Die Wissenschaft, welche sich auch mit dieser Frage bereits beschäftigt hat, hält auch auf diese Fragen natürlich eine Antwort bereit: ein wesentliches Element der Mediation ist die Allparteilichkeit, also die Einnahme eines Nähe-Distanz-Verhältnisses zu allen Mediandinnen und Medianden. Es ist für das Gelingen einer Mediation unumgänglich, allen Beteiligten die Sicherheit zu vermitteln, verstanden zu werden. Einen Rahmen zu bilden, in welchem es ungefährlich ist, alle Karten auf den Tisch zu legen, das, was einem wirklich wichtig ist, anzusprechen. Und zwar nicht nur mit den im Kaffeehaus üblichen Floskeln des „mhm, ich verstehe“. Die Menschen wollen so verstanden werden, dass sie es nicht bloß hören, sondern auch spüren – erst dann gelingt es, den ersten Druck aus dem Kampf herauszunehmen. Doch wie soll ein Mediator, welcher nun selbst eine der Streitparteien ist, zu sich selbst die selbe Nähe beziehungsweise Distanz aufbauen können, wie zur Person des Gegenübers, welches gerade als Hindernis empfunden wird für die Erfüllung eigener Bedürfnisse? Das wäre in Anbetracht des Umstandes, dass jeder Mensch so seine Punkte hat, an welchen er irrational aufgeht oder auch weich wird, nahezu an die Voraussetzung einer multiplen Persönlichkeit geknüpft. Wissenschaftlich gesehen daher gut begründbar, dass ich auch als Mediator streiten darf, dass die Balken krachen. Ein Mediator muss nicht blauäugig durchs Leben wandeln in der Annahme, dass alle Menschen Empathie automatisch und ohne allparteiliche Unterstützung erwidern, und sich dabei blaue Augen holen.

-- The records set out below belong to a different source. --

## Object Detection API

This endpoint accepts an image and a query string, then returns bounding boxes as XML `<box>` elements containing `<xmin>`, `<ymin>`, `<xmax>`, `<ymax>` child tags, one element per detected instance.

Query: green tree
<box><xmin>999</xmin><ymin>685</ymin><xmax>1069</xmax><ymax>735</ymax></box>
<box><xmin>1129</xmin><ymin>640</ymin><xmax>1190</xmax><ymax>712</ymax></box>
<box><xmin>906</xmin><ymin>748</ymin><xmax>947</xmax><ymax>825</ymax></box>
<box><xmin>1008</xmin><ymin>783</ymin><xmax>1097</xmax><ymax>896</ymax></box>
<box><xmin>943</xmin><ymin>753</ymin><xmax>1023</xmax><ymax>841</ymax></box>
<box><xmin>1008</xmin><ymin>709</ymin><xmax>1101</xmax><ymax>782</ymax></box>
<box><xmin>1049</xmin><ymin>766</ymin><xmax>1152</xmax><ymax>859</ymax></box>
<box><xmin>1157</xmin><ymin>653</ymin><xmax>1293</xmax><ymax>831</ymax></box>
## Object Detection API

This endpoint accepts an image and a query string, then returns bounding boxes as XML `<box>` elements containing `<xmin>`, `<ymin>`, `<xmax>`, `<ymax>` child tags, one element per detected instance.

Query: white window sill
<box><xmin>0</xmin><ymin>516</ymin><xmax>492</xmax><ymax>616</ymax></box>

Und dennoch gibt es Unterschiede. Als Mediator bin ich es gewohnt, Konfliktsituationen nach verschiedensten Gesichtspunkten zu betrachten. Einerseits bin ich mir bewusst, dass die in Konflikten steckende Energie eine enorme Chance auch auf Wachstum bietet: etwa dadurch, dass man sich wesentlich intensiver mit sich selbst, dem Gegenüber und der streitbehafteten Angelegenheit beschäftigt, als es sonst der Fall wäre; und damit auf jeden Fall dazulernen kann – sei es durch Erfahrung und Persönlichkeitsentwicklung, sei es durch ansonsten nie geahnte Lösungen, die entdeckt werden können. Andererseits ist es mir möglich, selbst an den verhärtetsten Fronten innezuhalten und mir dessen bewusst zu werden, was denn da gerade abläuft. Dabei ist es mir dann möglich, mir etwa selbst die Wertschätzung zu schenken, der ich offenbar gerade nachlaufe, und dadurch auch im Gegenüber wieder eine Person zu sehen, welche ja weit mehr ist als das vermeintliche Hindernis bei der Erreichung eines mir wichtigen Zieles. Einfach sein zu lassen, was da als vermeintliche Widersprüche im Raum steht. Wodurch der Blick auf Optionen wieder frei wird, das eigene Wollen verwirklichen zu können ohne dafür die Wünsche des Gegenübers durchkreuzen zu müssen – vielleicht sogar wesentlich einfacher im Miteinander, als dies allein möglich gewesen wäre.

Dürfen Mediatoren streiten? Meiner Meinung nach dürfen sie es nicht nur, sie sollten es sich auch ganz bewusst erlauben. Nicht bloß wegen der Möglichkeit, die kraftvolle Konfliktenergie zu nutzen für eigenes Wachstum. Auch um selbst mal zu fühlen, was das abgehen kann in einer Eskalation, wenn das Lenkrad des Lebens plötzlich zum Halterad zu verkommen droht und nur noch professionelle Reaktion das schleudernde Fahrzeug in der Spur halten kann. Das schadet auch nicht der Glaubwürdigkeit – im Gegenteil. Wem würden Sie sich eher bei der Besteigung des Mount Everest anvertrauen: dem erfahrenen Bergführer, welcher sich auch selbst schon mal durchboxen musste durch einen Schlechtwettereinbruch oder jenem, der den Weg nur bei Schönwetter aus eigener Erfahrung kennt?